Sytuacja nie tylko utrudnia przejazd, ale stwarza również zagrożenie. - Ciężko włączyć się do ruchu, zwłaszcza w lewoskręt, w stronę Pyskowic, z podporządkowanych ulic Nad Łąkami  i Jagodowej, gdy ma się przed sobą szczelny mur samochodów – albo oczekujących pod czerwonym, albo ruszających z kopyta, żeby pokonać przewężenia zanim zgaśnie zielone – mówi kierowca z Pyskowic. Dwa tygodnie temu w obrębie zbiegu Jagodowej i Toszeckiej doszło do karambolu z udziałem pięciu pojazdów. Tym razem skończyło się tylko na uszkodzeniach  karoserii. Ale innym szczęście może mniej dopisać.   

Niestety, nie ma szans, że wąskie gardło zniknie szybko. Wykonawca prac, Przedsiębiorstwo Remontów Ulic i Mostów w Gliwicach, poinformował ZDM o opóźnieniach.
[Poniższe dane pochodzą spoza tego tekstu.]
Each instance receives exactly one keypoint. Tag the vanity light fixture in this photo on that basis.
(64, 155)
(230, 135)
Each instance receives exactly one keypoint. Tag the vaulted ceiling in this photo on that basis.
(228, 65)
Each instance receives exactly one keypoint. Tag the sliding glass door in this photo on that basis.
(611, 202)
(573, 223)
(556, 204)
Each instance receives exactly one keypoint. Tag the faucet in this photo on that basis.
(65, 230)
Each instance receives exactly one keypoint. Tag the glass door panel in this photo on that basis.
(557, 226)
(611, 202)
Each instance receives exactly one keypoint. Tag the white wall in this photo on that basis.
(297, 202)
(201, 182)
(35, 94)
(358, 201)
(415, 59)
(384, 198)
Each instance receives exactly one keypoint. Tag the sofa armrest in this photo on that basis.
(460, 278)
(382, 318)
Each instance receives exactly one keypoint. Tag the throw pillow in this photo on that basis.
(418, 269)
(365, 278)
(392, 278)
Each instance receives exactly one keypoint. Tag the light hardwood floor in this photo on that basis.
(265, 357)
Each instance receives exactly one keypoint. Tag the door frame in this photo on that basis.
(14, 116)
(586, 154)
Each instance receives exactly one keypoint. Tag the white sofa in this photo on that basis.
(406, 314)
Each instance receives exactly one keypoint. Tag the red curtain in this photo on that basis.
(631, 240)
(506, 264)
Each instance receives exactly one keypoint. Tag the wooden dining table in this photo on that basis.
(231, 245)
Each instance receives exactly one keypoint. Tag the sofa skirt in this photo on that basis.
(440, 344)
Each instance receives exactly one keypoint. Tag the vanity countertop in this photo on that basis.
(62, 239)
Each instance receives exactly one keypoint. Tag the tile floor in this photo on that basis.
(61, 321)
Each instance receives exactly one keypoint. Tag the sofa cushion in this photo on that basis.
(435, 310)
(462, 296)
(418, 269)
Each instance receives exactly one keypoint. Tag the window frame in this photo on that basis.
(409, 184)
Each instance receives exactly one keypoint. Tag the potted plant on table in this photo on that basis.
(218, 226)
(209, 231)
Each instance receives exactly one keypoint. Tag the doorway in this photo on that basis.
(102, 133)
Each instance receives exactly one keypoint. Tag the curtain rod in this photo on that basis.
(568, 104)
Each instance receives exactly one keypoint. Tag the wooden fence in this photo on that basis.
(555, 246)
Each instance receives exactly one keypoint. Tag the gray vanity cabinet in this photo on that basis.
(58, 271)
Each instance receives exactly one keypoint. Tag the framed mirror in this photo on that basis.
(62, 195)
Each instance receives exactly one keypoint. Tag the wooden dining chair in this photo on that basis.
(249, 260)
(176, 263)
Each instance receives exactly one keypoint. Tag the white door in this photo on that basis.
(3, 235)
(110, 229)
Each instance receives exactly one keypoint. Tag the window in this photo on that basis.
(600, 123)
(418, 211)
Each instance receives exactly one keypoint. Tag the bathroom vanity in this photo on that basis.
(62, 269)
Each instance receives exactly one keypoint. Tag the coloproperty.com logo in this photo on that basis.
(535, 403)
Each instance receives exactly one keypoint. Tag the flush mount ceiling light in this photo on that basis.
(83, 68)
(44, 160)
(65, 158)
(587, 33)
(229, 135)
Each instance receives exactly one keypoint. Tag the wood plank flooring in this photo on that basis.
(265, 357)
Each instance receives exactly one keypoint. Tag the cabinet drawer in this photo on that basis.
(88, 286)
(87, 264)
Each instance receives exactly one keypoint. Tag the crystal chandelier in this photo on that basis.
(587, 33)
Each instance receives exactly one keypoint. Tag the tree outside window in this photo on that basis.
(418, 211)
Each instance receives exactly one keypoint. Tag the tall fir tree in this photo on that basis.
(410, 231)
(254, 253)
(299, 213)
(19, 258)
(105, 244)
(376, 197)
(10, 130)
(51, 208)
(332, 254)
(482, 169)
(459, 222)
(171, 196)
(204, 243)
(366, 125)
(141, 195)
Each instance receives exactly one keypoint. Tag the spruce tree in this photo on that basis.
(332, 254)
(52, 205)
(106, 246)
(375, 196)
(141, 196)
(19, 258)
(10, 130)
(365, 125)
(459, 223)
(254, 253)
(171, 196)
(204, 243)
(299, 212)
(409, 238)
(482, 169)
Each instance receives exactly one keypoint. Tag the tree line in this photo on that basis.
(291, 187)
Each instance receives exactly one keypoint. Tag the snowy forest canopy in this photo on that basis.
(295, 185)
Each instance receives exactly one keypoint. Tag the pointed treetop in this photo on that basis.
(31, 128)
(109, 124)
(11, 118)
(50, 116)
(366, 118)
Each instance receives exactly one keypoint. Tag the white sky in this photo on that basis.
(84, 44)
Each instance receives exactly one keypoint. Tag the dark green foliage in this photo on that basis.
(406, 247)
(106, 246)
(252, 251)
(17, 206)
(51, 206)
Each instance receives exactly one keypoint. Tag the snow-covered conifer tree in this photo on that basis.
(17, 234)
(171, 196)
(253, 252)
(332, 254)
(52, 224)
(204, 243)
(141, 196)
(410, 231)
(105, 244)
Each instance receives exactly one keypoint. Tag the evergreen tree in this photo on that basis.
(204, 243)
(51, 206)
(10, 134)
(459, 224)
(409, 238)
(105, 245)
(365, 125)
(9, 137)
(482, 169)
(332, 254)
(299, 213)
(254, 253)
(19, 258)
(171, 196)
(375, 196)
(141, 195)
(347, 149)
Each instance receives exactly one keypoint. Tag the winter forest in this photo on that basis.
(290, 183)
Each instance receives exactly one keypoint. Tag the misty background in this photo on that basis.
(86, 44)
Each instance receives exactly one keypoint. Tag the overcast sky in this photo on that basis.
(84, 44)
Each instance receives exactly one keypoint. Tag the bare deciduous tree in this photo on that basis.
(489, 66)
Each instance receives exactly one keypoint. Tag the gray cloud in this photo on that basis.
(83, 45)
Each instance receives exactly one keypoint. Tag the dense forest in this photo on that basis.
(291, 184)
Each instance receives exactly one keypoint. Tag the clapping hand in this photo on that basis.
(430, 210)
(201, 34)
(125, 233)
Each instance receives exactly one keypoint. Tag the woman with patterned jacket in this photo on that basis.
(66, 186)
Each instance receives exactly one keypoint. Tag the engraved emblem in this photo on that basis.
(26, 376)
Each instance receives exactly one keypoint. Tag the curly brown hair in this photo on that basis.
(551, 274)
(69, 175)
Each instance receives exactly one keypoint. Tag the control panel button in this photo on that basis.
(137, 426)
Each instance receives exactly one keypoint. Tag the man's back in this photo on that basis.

Jak tłumaczy, spowolnienie spowodowane jest  m.in. zalaniem placu budowy przez ulewny deszcz oraz kolizją prac z przebiegiem uzbrojenia podziemnego.

Gdy drogowcy próbują zwalić winę na obiektywne trudności, kierowcy widzą co innego. Mówią, że  od początku prace szły jak krew z nosa, a od jakiegoś czasu nie dzieje się nic. Ze swoimi pretensjami trafili do pyskowickiego ratusza, licząc, że urzędnikowi łatwiej będzie się dogadać z urzędnikiem. Jak się dowiedzieliśmy, z magistratu poszedł telefon do ZDM. Czy skarga po urzędniczej linii odniesie skutek i wpłynie na przyspieszenie prac? I czy stracony czas da się  odrobić?

W ZDM - choć wyznaczony na początek października termin zakończenia prac jest tuż, tuż - jeszcze nie potrafiono stwierdzić, na ile jest on zagrożony. „Zatem nie został jeszcze podpisany żaden aneks wskazujący inną datę zakończenia realizacji robót” - informuje ZDM w mailu do redakcji.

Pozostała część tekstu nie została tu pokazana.